The notion of *radiant intensity* is given by the radiant flux per unit of solid angle ω (in steradians - a cone angle in which the unit is a radian or 57 degrees, 17 minutes, 44 seconds); this diagram may help to visualize this:

Thus, for a surface at a distance R from a point source, the radiant intensity I is the flux φ flowing through a cone of solid angle ω on to the circular area A at that distance, and is given by I = φ/(A/R^{2}). Note that the radiation is moving in some direction or pathway relative to a reference line as defined by the angle θ.

From this is derived a fundamental EM radiation entity known as *radiance* (commonly noted as "L"). In the Manual of Remote Sensing, "radiance is defined as the radiant flux per unit solid angle leaving an extended source (of area A) in a given direction per unit projected surface area in that direction." As stated mathematically, L = φ/ω times 1/cos θ. Or, restated with intensity specified, L = I/cosθ. Radiance is closely related to the concept of *brightness* as associated with luminous bodies. What really is measured by remote sensing detectors is radiances at different wavelengths leaving extended areas (which can "shrink" to point sources under certain conditions).

Radiant fluxes that come out of sources (internal origin) are referred to as *radiant exitance* (M) or sometimes as "emittance" (now obsolete).
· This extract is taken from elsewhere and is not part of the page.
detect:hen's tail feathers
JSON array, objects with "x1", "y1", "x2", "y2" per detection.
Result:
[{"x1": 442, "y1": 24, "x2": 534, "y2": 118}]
Radiant fluxes that reach or "shine upon" any surface (external origin) are called *irradiance*. Thus, the Sun, a source, irradiates the Earth's atmosphere and surface.

The above radiometric quantities Q, φ, I, E, L, and M, apply to the entire EM spectrum. Most wave trains are polychromatic, meaning that they consist of numerous sinusoidal components waves of different frequencies. The bundle of varying frequencies (either continuous within the spectral range involved or a mix of discrete but discontinuous monochromatic frequencies [wavelengths]) constitutes a complex or composite wave. Any complex wave can be broken into its components by Fourier Analysis which extracts a series of simple harmonic sinusoidal waves each with a characteristic frequency, amplitude, and phase. The radiometric parameters listed in the first sentence can be specified for any given wavelength; this spectral radiometric quantity (which has a value different from those of any total flux of which they are a part [unless the flux is monochromatic] is recognized by the addition to the term of a subscript λ, as in L_{λ}.

EM radiation can be *incoherent * or *coherent*.
Waves whose amplitudes are irregular or randomly related are incoherent; polychromatic light fits this state. If two waves of different wavelengths can be combined so as to develop a regular, systematic relationship between their amplitudes, they are said to be coherent; monochromatic light generated in lasers meet this condition.

The above, rather abstract, sets of ideas and terminology is important to the theorist. We include this synopsis mainly to familiarize you with these radiometric quantities in the event you encounter them in other reading.